Madeleine Weinnam was stalked by a man in a car in Kewarra Beach PICTURE: ANNA ROGERS
Madeleine Weinnam was stalked by a man in a car in Kewarra Beach PICTURE: ANNA ROGERS

Young mum’s terrifying encounter near Toyah murder

WHEN Madeleine Weinmann went for a walk through ­Kewarra Beach, she never could have imagined it would end with her running for her life.

The 28-year-old mum told the Cairns Post she took a slightly longer walk than usual because her son wasn't with her on Sunday.

She said she was on Panguna St when a dark grey SUV started driving up and down the street near her before the erratic behaviour ramped up.

"On the fourth time he's come back towards me and ­actually swerved at me. I was on the grass and it was only half a metre between me and the car," she said.

"He was driving so fast that, if he had managed to hit me, I don't think I'd be here today."

She said the driver, who she described as petite and of ­Indian appearance, stopped the car and flashed the headlights at her.

"I had alarm bells ringing," she said.

"I walked past him quite briskly and he's gotten out of the car. As I've walked past he approached me.

"Once he was in my space, he asked me my name and he's put his arm out to shake my hand.

"Stupidly enough, I've shaken his hand and he's grabbed me with force.

"It was tight enough that I felt I had to pull away, it wasn't right.
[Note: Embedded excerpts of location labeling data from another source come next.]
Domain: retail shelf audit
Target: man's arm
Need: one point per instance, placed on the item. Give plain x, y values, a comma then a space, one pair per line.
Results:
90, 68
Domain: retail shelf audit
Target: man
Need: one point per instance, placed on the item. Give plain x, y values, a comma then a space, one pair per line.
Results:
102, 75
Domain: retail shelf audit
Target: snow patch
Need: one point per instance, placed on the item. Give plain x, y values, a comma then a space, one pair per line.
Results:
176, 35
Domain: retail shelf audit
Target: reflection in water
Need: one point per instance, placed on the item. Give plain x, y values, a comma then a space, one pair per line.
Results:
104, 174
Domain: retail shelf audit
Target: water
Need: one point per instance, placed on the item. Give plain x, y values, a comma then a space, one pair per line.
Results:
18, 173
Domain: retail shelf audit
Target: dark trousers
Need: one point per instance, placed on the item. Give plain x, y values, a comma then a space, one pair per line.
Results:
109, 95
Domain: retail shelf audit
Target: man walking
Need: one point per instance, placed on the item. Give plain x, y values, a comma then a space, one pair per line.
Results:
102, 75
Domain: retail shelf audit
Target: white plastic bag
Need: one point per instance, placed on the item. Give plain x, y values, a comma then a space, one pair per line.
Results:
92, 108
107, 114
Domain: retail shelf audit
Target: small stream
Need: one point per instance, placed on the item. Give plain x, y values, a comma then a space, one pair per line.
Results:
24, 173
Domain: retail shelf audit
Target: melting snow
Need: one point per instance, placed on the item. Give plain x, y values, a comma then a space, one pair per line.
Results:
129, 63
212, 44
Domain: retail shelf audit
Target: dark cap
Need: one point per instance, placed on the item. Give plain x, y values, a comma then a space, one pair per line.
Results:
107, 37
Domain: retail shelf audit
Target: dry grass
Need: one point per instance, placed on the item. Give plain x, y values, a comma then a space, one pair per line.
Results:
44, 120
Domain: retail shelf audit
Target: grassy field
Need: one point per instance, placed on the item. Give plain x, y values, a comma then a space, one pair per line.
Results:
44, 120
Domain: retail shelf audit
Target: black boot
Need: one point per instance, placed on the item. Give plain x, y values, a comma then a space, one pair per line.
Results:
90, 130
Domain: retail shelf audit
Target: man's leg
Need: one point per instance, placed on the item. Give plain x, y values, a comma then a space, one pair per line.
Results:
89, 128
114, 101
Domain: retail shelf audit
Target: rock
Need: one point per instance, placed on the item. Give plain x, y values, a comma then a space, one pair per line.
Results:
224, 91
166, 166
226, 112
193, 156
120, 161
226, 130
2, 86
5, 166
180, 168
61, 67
"I was really lucky that I had some essential oils and body butter on me at the time, so it was really slippery in the rain."

Ms Weinmann said he yelled after her for some time, asking if she lived nearby or if she regularly jogged in the area.

"He zoomed past me again, then leant out of his passenger window with his phone out saying he needed help," she said.

"He looked crazy. His eyes were really glassy. He had this smile on his face that was really eerie.

"That's when I ran."

Ms Weinmann said she would reconsider taking an afternoon walk after the incident. PICTURE: ANNA ROGERS
Ms Weinmann said she would reconsider taking an afternoon walk after the incident. PICTURE: ANNA ROGERS

Ms Weinmann said she was filled with adrenaline, but ­afterwards took stock of how things could have gotten much worse.

"My family knows Toyah (Cordingley). I've got a lot of friends who do know her personally," she said.

"I'm wondering why the northern beaches are being targeted.

"Toyah's incident was at Wangetti and a young girl was (also) targeted just nearby at Kewarra Beach."

Ms Weinmann said she was rethinking her decision to live in the northern beaches.

"I've lived in Cairns for nearly 22 years. We've always classed Cairns as a safe city, but with recent events I don't feel too safe," she said.

"I don't want to put fear into the community, but awareness. I love Kewarra Beach. I want to live here.

"But I'm starting to feel that maybe my family doesn't want to be here. After having a child ... you really consider your life a lot more than before."

Ms Weinnam said she hoped other people were cautious out and about. PICTURE: ANNA ROGERS
Ms Weinnam said she hoped other people were cautious out and about. PICTURE: ANNA ROGERS

A police spokesman said it was best to use gut instincts when being asked for help by strangers.

"If strangers approach you, use your feelings of safety as a guide. Remove yourself from the situation if you feel unsafe. It is better to be rude than ­unsafe," he said.

Ms Weinmann is the second young woman in just two weeks to be part of an attempted abduction at Kewarra Beach.

A 19-year-old woman was approached by a man in an SUV on January 23 but managed to break free.

Ms Weinmann's incident has been reported to police.